[Top][All Lists]
[Date Prev][Date Next][Thread Prev][Thread Next][Date Index][Thread Index]
[Qemu-devel] [PATCH 13/14] softfloat: Add float/double to 16 bit integer
From: |
Peter Maydell |
Subject: |
[Qemu-devel] [PATCH 13/14] softfloat: Add float/double to 16 bit integer conversion functions |
Date: |
Tue, 7 Dec 2010 15:43:42 +0000 |
The ARM architecture needs float/double to 16 bit integer conversions.
(The 32 bit versions aren't sufficient because of the requirement
to saturate at 16 bit MAXINT/MININT and to get the exception bits right.)
Signed-off-by: Peter Maydell <address@hidden>
Reviewed-by: Nathan Froyd <address@hidden>
---
fpu/softfloat.c | 136 +++++++++++++++++++++++++++++++++++++++++++++++++++++++
fpu/softfloat.h | 4 ++
2 files changed, 140 insertions(+), 0 deletions(-)

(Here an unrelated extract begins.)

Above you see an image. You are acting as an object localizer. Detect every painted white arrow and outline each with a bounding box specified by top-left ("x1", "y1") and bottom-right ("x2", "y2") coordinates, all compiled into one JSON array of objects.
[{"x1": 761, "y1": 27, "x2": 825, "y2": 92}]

diff --git a/fpu/softfloat.c b/fpu/softfloat.c
index 0b82797..6f5b05d 100644
--- a/fpu/softfloat.c
+++ b/fpu/softfloat.c
@@ -1355,6 +1355,55 @@ int32 float32_to_int32_round_to_zero( float32 a
STATUS_PARAM )
/*----------------------------------------------------------------------------
| Returns the result of converting the single-precision floating-point value
+| `a' to the 16-bit two's complement integer format. The conversion is
+| performed according to the IEC/IEEE Standard for Binary Floating-Point
+| Arithmetic, except that the conversion is always rounded toward zero.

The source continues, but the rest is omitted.